Pause at the other end. “Nu-uh,” my sister said.
She buoyed me for a time. So did the turnaround on the numbers on 538. So did everyone's upbeat predictions on the final electoral college numbers. So did James Comey's 11th-hour declaration that the other email stuff was bullshit, too. But even that was a problem; that sent a shiver. He didn't say it right and the press didn't report it right. Headlines read things like: “Clinton Won't Be Charged”; “No Criminal Wrongdoing.” Two days before a presidential election.
I'd been feeling the doom since Comey's announcement, his bullshit intervention, on Friday, Oct. 28. That afternoon I took the 1-90 bike route to Lake Washington, then biked around part of the lake to our vet, Four Paws, to get a specific kind of cat food for our cat; I carried it back in my backpack and stopped to gaze at the lake. It was a gray afternoon and I felt gray. I also felt a cold fury inside me. But there was no outlet. There was nothing to do. Later that week I donated money to Hillary's campaign; last Saturday I knocked on doors in Capitol Hill. But that wasn't outlet enough.
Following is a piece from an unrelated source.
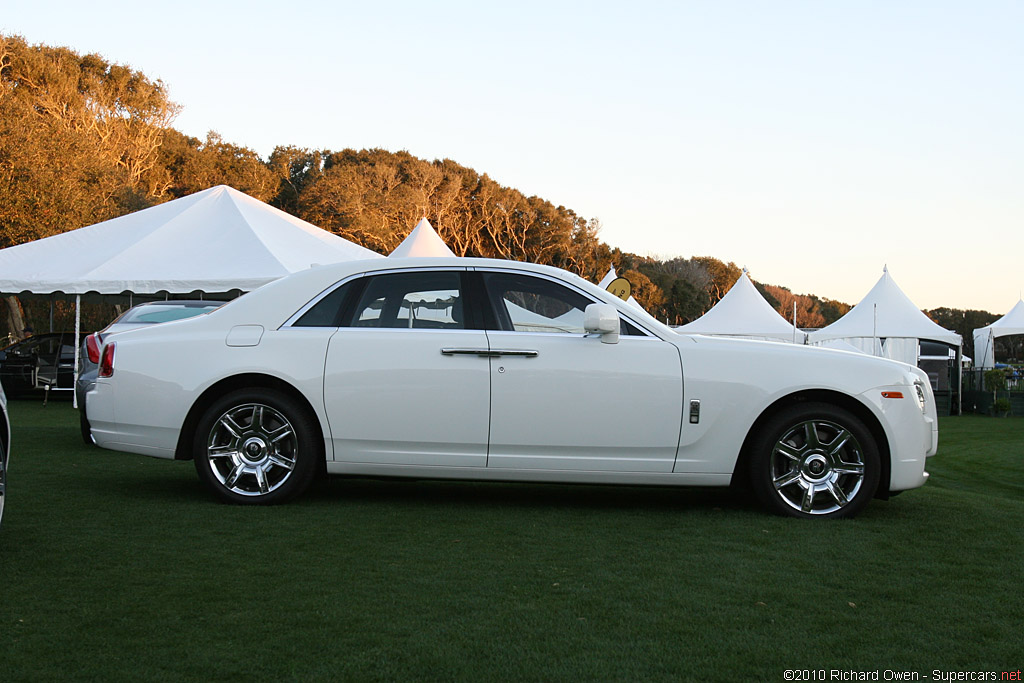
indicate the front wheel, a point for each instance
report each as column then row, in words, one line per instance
column 815, row 460
column 257, row 446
It felt useless.
But the day I'm thinking of was probably last Thursday after I spoke with my sister. In late afternoon I took another bikeride, this time down to the Seattle waterfront and through the Olympic Sculpture Garden and Myrtle Edwards Park. I was still trying to shake my sense of doom, but no amount of bike-riding helped. At one point, I just sat on a big rock next to the bridge that snakes over Elliott Ave. Behind me was the old Seattle PI globe, representing a now defunct profession, and in front of me was Elliott Bay, sparkling in the sun. Sailboats were out. Couples walked by with kids; women walked dogs. And I kept thinking, “They don't know. They don't know this awful thing that's about to happen.” It was like a scene in a movie. It felt like everything I was watching was about to get washed away.
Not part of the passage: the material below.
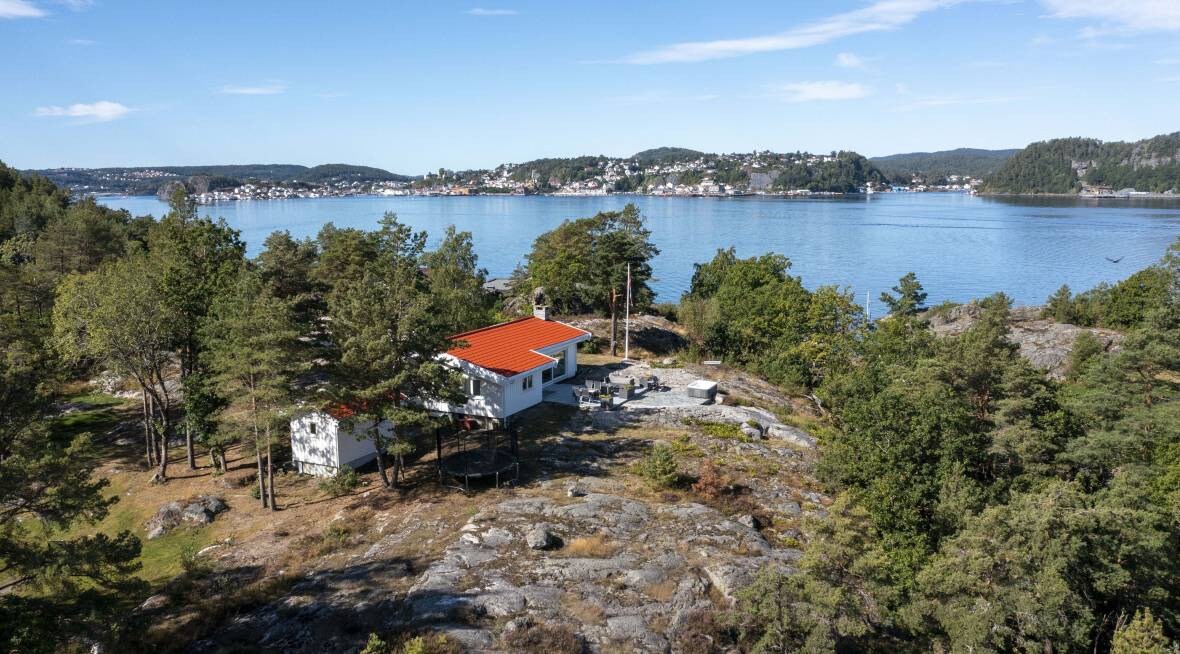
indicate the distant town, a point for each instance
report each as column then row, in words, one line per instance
column 664, row 171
I got a lot wrong in this election. I thought Trump would go down after his “I like guys who weren't captured” dig at John McCain in July 2015, and I thought Megyn Kelly got the best of Trump after the first GOP debate in August 2015. I also thought Hillary was the better choice for the Dems although maybe it was Bernie Sanders after all, in this “change” year.
In the last two weeks of the election, I wanted to be wrong again.